Conference on Artificial Intelligence in Materials Science and Engineering - AI MSE 2023
Lecture
23.11.2023
Approaches in structure agnostic property prediction
TP

Thorben Prein (M.Sc.)

Technische Universität München

Prein, T. (Speaker)¹; Pan, E.²; Olivetti, E.²; Rupp, J.L.¹
¹Technische Universität München, Munich; ²Massachusetts Institute of Technology, Cambridge (United States)
Vorschau
21 Min. Untertitel (CC)

Advancements in natural language processing (NLP) have led to the creation of sophisticated machine learning models, culminating in the development of the transformer architecture.
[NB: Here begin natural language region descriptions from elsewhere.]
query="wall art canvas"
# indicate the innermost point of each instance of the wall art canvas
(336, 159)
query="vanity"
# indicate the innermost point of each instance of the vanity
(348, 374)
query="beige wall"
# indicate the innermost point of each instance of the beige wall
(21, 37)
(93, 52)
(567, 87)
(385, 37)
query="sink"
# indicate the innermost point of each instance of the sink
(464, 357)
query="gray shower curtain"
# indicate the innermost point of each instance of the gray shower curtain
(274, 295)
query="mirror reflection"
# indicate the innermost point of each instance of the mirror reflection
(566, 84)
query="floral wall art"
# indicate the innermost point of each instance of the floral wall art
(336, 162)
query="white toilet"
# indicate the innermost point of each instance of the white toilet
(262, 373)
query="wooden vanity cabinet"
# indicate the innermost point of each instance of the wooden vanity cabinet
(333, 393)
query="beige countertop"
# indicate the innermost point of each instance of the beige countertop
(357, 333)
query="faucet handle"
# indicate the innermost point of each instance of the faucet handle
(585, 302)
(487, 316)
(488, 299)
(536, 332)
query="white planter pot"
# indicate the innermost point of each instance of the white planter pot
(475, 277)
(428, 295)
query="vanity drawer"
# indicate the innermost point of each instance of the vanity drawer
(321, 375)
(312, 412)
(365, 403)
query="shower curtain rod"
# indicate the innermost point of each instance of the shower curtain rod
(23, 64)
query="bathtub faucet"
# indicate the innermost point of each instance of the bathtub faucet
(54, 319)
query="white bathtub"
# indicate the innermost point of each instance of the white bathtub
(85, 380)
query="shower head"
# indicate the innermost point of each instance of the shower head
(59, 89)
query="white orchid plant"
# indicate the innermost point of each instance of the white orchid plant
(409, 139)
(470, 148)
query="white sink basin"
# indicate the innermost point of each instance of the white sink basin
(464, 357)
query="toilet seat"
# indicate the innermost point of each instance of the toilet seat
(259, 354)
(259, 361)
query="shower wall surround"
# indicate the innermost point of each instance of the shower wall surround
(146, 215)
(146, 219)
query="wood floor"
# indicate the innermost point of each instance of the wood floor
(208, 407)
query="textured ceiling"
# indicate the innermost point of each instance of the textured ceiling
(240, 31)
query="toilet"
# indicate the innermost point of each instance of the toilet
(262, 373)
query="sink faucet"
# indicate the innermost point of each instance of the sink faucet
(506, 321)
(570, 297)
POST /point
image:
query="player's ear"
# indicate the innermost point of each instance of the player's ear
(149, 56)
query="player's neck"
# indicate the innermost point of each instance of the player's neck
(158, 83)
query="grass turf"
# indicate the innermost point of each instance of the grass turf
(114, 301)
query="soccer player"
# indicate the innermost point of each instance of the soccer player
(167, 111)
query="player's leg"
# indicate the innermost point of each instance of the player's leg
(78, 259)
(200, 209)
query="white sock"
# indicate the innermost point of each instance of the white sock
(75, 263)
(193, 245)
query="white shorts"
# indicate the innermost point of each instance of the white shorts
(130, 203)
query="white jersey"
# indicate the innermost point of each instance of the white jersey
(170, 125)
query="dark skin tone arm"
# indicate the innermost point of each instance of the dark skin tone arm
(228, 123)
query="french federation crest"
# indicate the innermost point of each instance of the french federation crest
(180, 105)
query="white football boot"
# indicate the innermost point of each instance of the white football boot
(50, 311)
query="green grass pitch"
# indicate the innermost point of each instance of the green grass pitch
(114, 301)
Here three components have been critical for ensuring potent models: robust architectural design, well-curated large datasets, and judiciously selected pretraining approaches. Despite these strides in NLP, the field of property prediction for inorganic materials has yet to fully incorporate these advancements. Recent literature has proposed various methodologies to harness the power of deep learning techniques. However, most structure-agnostic approaches presented so far fall short of learning information-rich representations that can be leveraged across a variety of downstream property predictions. Such representations could play crucial roles in synthetic precursor and dopant suggestion, tasks of significant value to the community as the domain is only poorly theoretically portrayed. By harnessing the power of the three previously introduced components, this talk shows how to overcome the pervasive challenge of data fragmentation manifested in terms of disparate material properties in isolated datasets. This key challenge is addressed through the incorporation of diverse data into the property prediction models. Evaluating different strategies on the Matbench task suite unveils the capability of significantly outperforming current state-of-the-art approaches like ElemNet and CrabNet. Moreover, correlations between pretraining and final task datasets illustrate successful knowledge transfer. In addition to materials property prediction, the discussion will extend to the potential of utilizing trained models for the generation of comprehensive, structure-aware representations for inorganic materials.